International human rights law guarantees everyone the right to the highest attainable standard of health and obligates governments to take steps to prevent threats to public health and to provide medical care to those who need it. The Siracusa Principles, adopted by the UN Economic and Social Council in 1984, and UN Human Rights Committee general comments on states of emergency and freedom of movement provide authoritative guidance on government responses that restrict human rights for reasons of public health or national emergency. Any measures taken to protect the population that limit people’s rights and freedoms must be lawful, necessary, and proportionate. States of emergency need to be limited in duration and any curtailment of rights needs to take into consideration the disproportionate impact on specific populations or marginalized groups.

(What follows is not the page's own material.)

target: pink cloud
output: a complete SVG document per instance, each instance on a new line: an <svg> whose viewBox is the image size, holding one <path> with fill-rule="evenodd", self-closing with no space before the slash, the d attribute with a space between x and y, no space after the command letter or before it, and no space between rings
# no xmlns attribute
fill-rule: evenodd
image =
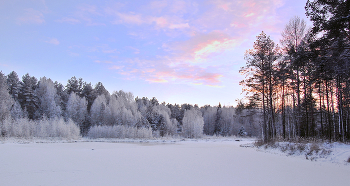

In Uganda, president Yoweri Museveni ordered restrictions on movement of people, including use of public or private vehicles, motorcycles, and directed closure of all shopping malls, arcades, hardware shops, all non-food stores, saloons, lodges and garages for 14 days, in a bid to stop the spread of COVID-19. However, a number of health cases have been reported, including deaths, due to limitation of public and private transport. Government strategies should minimize disruption in social services and develop contingent sources of comparable services. Disruption of community based services can result institutionalization of citizens which can lead to negative health outcomes.
When quarantines or lock downs are imposed, governments are obliged to ensure access to food, water, healthcare and care-giving support. Many older persons and People with Disabilities often times rely on uninterrupted home and community services and support. Broad quarantines and lock downs of indeterminate length rarely meet these criteria, are often imposed precipitously without ensuring the protection of those under quarantine – especially at risk populations.
Restrictions such as mandatory quarantine or isolation of symptomatic people must be carried out in accordance with the law, strictly necessary to achieve a legitimate objective, based on scientific evidence, proportionate to achieve that objective, neither arbitrary nor discriminatory in application, of limited duration, respectful of human dignity and subject to review.
On March 16, 2020, a group of UN human rights experts said that “emergency declarations based on the COVID-19 outbreak should not be used as a basis to target particular groups, minorities, or individuals. It should not function as a cover for repressive action under the guise of protecting health… and should not be used simply to quash dissent.”